In a BankThink op-ed in American Banker, Stumpf writes that amidst all the controversy over big banks, there should be more focus on "what needs to be done to ensure smaller community banks will continue to have a vital role in supporting the U.S. economy and our way of life." Noting his upbringing in a Minnesota farming community (and his eventual marriage to the local banker's daughter), Stumpf says he "learned early in life how essential community banks are to the people they serve." Many provisions in new regulations, he argues, "are burdensome even for large banks like Wells Fargo that have scope and scale-but are particularly punitive for small community banks."

OCTOBER

New York Attorney General Eric Schneiderman sues Wells Fargo for violating the 2012 National Mortgage Settlement, claiming the bank has failed to satisfactorily reform its loan modification and foreclosure practices.

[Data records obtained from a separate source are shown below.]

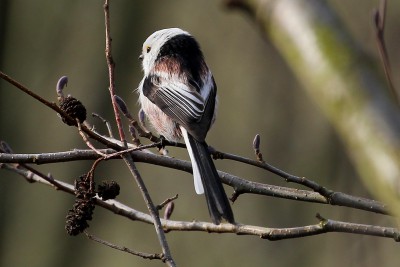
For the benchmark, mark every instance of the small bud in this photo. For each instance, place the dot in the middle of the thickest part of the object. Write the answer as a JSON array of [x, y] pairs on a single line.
[[62, 82], [122, 106], [168, 210], [256, 142], [132, 131], [5, 148], [74, 108], [142, 117]]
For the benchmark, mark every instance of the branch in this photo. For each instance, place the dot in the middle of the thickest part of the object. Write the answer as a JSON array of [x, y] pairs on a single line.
[[273, 234], [341, 80], [240, 185], [127, 157], [125, 249]]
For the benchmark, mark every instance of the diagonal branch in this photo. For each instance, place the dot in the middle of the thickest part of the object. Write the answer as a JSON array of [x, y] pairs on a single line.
[[240, 185], [272, 234]]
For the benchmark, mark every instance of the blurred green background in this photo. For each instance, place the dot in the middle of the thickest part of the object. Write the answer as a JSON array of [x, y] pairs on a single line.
[[43, 40]]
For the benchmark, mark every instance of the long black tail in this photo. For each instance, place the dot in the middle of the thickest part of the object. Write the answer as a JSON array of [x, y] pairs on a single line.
[[217, 201]]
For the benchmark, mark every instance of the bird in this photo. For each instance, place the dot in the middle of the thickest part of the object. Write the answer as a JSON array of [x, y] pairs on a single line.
[[178, 95]]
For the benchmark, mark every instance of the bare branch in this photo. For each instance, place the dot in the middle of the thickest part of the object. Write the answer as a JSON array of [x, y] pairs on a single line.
[[125, 249], [240, 185], [324, 225]]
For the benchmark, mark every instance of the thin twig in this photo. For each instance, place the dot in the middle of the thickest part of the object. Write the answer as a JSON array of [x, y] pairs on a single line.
[[106, 122], [167, 201], [158, 256], [379, 18], [152, 209], [111, 70]]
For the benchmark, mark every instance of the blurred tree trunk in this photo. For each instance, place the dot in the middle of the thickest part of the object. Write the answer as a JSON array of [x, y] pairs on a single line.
[[342, 81]]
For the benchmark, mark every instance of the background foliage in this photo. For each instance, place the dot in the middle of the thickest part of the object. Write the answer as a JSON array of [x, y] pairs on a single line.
[[43, 40]]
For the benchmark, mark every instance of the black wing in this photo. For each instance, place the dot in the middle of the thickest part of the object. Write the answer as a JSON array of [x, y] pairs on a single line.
[[190, 106]]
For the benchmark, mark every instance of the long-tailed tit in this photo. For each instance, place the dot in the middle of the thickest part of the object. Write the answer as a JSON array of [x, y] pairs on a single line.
[[179, 97]]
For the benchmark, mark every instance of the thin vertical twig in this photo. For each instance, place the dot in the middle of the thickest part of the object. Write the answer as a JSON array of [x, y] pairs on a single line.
[[379, 23], [152, 209], [111, 69], [127, 157]]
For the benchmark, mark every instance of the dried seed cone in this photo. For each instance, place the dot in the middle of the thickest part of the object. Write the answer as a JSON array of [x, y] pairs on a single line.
[[82, 211], [74, 108]]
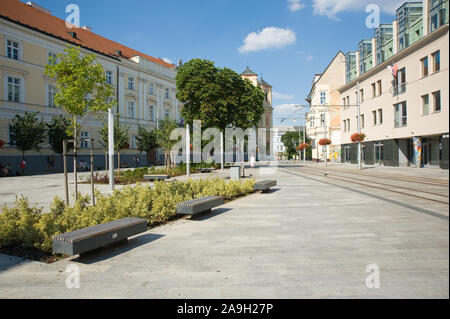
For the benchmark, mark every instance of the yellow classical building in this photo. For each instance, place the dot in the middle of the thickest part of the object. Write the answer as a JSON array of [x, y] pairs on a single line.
[[29, 36]]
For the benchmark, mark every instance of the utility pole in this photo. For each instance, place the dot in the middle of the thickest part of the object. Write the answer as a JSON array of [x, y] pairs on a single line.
[[188, 151], [111, 148], [358, 102]]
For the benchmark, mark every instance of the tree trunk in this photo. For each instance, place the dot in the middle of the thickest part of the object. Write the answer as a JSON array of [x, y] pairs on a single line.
[[75, 144]]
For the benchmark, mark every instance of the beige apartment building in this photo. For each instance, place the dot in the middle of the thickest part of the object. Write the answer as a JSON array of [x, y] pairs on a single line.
[[323, 119], [29, 36], [401, 79]]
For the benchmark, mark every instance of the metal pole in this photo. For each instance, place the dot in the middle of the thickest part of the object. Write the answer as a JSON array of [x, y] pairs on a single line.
[[92, 172], [304, 141], [75, 160], [66, 181], [221, 152], [358, 102], [188, 151], [111, 149]]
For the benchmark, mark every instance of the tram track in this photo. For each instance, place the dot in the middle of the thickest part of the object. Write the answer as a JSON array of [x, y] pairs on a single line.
[[373, 185]]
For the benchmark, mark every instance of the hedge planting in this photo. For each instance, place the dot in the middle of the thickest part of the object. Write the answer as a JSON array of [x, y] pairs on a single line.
[[29, 227]]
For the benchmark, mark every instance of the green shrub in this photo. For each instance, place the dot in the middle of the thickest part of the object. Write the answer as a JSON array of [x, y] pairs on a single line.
[[27, 226]]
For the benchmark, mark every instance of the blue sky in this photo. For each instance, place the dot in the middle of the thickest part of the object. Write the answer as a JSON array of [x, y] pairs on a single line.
[[302, 36]]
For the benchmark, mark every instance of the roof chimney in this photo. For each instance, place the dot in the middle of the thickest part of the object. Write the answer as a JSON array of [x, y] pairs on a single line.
[[72, 34], [34, 5]]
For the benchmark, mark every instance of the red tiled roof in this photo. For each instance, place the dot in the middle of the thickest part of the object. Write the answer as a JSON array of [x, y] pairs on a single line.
[[42, 21]]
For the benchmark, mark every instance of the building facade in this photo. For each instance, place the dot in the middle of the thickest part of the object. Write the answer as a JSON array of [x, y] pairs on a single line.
[[29, 36], [266, 121], [403, 93], [323, 119]]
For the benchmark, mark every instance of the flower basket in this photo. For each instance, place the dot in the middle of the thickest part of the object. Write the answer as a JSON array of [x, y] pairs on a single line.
[[356, 138], [303, 147], [324, 141]]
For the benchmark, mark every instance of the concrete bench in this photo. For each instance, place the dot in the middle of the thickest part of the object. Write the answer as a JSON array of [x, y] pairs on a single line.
[[199, 205], [90, 238], [206, 170], [160, 177], [264, 186]]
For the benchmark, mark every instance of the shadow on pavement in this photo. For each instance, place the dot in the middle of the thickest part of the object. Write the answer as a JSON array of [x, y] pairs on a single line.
[[112, 251], [208, 215]]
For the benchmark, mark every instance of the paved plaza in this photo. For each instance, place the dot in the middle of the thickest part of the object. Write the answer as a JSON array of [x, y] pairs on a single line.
[[310, 237]]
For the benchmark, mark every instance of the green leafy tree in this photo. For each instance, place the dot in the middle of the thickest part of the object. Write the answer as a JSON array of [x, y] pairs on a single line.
[[121, 138], [81, 89], [28, 132], [147, 140], [219, 97], [58, 131], [291, 141]]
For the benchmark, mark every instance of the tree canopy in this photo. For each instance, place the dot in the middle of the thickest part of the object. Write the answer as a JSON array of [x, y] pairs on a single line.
[[219, 97], [80, 83], [147, 140]]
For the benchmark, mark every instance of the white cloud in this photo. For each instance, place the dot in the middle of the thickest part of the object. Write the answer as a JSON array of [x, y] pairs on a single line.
[[295, 5], [268, 38], [282, 96], [167, 60], [331, 8]]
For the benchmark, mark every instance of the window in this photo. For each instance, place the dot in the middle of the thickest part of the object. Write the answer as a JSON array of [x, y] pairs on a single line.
[[400, 114], [133, 143], [380, 116], [425, 104], [52, 58], [12, 49], [434, 22], [13, 89], [151, 113], [424, 63], [322, 119], [151, 88], [130, 83], [437, 101], [51, 91], [109, 77], [83, 142], [323, 98], [131, 110], [436, 61]]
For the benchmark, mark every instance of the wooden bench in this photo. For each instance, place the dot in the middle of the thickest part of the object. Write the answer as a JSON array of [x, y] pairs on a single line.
[[199, 205], [90, 238], [156, 177], [206, 170], [124, 165], [264, 186]]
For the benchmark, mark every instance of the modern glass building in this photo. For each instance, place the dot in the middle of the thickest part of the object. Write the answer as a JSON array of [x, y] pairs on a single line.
[[410, 24], [384, 36], [365, 55]]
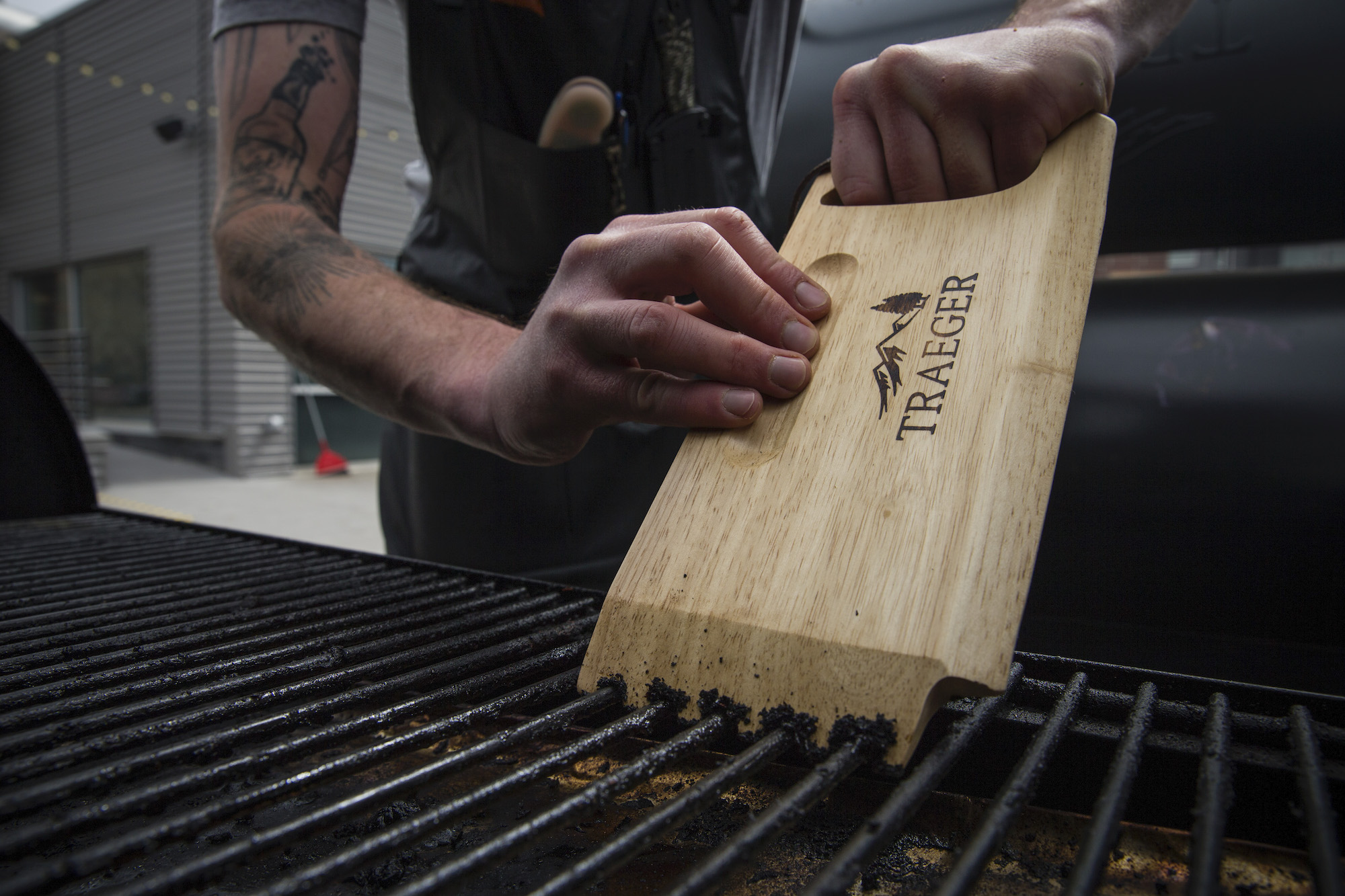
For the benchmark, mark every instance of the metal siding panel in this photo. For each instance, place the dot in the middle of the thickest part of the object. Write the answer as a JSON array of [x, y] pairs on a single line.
[[30, 227], [379, 212]]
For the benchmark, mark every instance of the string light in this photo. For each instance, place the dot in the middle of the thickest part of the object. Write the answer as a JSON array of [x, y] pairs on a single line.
[[166, 97]]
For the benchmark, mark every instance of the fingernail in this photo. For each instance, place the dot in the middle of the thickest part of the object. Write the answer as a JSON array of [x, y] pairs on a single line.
[[810, 296], [800, 337], [789, 373], [740, 403]]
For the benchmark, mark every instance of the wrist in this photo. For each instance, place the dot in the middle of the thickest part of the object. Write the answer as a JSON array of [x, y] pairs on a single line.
[[453, 393], [1116, 34], [1096, 26]]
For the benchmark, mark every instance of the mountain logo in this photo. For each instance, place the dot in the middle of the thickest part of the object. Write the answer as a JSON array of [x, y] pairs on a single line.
[[887, 373]]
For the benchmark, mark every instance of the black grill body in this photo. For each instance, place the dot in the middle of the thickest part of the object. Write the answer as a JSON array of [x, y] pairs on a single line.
[[188, 709]]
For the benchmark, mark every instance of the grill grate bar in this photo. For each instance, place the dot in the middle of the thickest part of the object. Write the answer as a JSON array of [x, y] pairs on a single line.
[[237, 708], [672, 814], [883, 827], [1015, 795], [295, 747], [200, 606], [388, 650], [169, 682], [1317, 802], [228, 676], [774, 822], [102, 856], [85, 587], [1116, 792], [282, 612], [1214, 797], [26, 557], [293, 641], [422, 825], [594, 797]]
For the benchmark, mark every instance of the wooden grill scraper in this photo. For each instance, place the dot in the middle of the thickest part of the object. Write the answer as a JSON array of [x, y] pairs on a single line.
[[866, 548]]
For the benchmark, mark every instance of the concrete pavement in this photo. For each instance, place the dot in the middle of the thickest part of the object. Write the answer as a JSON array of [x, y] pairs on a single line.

A Wells spokeswoman says the bank is committed to the settlement and has "voluntarily taken steps to put into place all of the customer service changes that would have been part of an agreement with the New York attorney general."

(Image: Bloomberg News)


NOVEMBER

Wells keeps its status as one of only two banks with the minimum capital buffer required of institutions identified by regulators as systemically important banks globally. Wells' and State Street's 1% buffer requirement compares with requirements of 1.5% for Bank of America, 2% for Citigroup and 2.5% for JPMorgan Chase.